ディスクロージャーと市場評価
アナリストが選んだ 「ディスクロージャー優良企業」のパフォーマンス
ディスクロージャーは企業内容を正確に、公平に市場に伝えることであるが、その最低限が制度的(マンデトリー)ディスクロージャーであり、最大限には自主的(ボランタリー)ディスクロージャーといえる。その結果市場は本来は証券の正しい評価をおこなうと考えることができる。 グラフで示す8銘柄は日本証券アナリスト協会が96年度の「ディスクロージャー優良企業」として選んだものである。
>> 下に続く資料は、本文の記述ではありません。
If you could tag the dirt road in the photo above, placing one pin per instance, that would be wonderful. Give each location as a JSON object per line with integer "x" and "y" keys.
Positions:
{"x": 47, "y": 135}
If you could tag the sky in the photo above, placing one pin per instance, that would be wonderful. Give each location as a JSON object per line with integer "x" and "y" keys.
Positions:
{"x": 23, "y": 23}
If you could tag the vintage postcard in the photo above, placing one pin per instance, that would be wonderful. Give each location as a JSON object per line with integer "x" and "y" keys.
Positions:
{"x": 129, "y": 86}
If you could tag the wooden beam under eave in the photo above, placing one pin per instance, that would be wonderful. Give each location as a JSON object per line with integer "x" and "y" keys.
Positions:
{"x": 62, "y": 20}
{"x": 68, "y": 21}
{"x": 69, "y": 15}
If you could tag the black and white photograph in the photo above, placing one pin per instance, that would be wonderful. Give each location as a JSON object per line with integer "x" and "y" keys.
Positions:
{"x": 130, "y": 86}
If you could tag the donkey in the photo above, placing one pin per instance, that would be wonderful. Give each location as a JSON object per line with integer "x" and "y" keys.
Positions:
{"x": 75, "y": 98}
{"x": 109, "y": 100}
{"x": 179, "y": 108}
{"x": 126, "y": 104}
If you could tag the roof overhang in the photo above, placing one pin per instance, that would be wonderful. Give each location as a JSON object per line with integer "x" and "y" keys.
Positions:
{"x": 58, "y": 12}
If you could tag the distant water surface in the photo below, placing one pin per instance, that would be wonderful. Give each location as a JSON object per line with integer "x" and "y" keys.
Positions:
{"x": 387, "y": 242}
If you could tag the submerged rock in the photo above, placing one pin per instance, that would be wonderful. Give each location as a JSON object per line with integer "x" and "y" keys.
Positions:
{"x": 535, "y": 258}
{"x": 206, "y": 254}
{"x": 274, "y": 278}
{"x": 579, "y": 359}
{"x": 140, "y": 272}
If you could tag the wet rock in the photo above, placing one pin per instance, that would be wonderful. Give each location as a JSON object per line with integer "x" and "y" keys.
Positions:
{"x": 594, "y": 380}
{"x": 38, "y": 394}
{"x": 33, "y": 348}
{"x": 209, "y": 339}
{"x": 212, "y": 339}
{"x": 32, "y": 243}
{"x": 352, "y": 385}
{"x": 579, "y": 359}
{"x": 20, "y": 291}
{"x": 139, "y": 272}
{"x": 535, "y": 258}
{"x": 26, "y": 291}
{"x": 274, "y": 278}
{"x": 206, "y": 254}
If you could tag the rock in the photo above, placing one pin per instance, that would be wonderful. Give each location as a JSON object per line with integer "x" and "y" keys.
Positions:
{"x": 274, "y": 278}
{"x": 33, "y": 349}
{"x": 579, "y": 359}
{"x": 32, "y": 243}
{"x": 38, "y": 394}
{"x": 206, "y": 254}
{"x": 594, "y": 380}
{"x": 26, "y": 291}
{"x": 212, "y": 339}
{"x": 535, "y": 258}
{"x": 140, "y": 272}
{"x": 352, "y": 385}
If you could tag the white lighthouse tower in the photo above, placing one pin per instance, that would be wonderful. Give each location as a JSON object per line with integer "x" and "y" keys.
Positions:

各業界とも10数銘柄の中からディスクロージャーの方法や姿勢を高く評価したものである。 「ディスクロージャー優良企業」といってもあくまでディスクロージャーに関してのことであって成績が優良というわけではないが、気になるのは市場でのパフォーマンスはどうかということ。 グラフの「累積残差収益率」は個別銘柄の収益率(インカムゲインとキャピタルゲインの合計)から市場平均の収益率(日経平均の収益率)を差し引いたものを96年10月1日までの300営業日累計したもの。マイナスは文字どおり「平均以下」の成果であり、プラスが望ましい姿。なお株価は増資権利落ち修正済み。 最高のパフォーマンスは本田技研で、まさにリーディングストックというににふさわしい成果を上げている。ソニー、第一薬なども高い成果だった。 一方、鹿島はこの間、株価は値上がりしたが、累積残差収益率は10%以上のマイナスを示している。業績が芳しくなくてもインベスター・リレーションズ(IR)で平均並の成果を期待するのは無理か?むしろIR、つまり自主的ディスクロージャーが問われているのではないか。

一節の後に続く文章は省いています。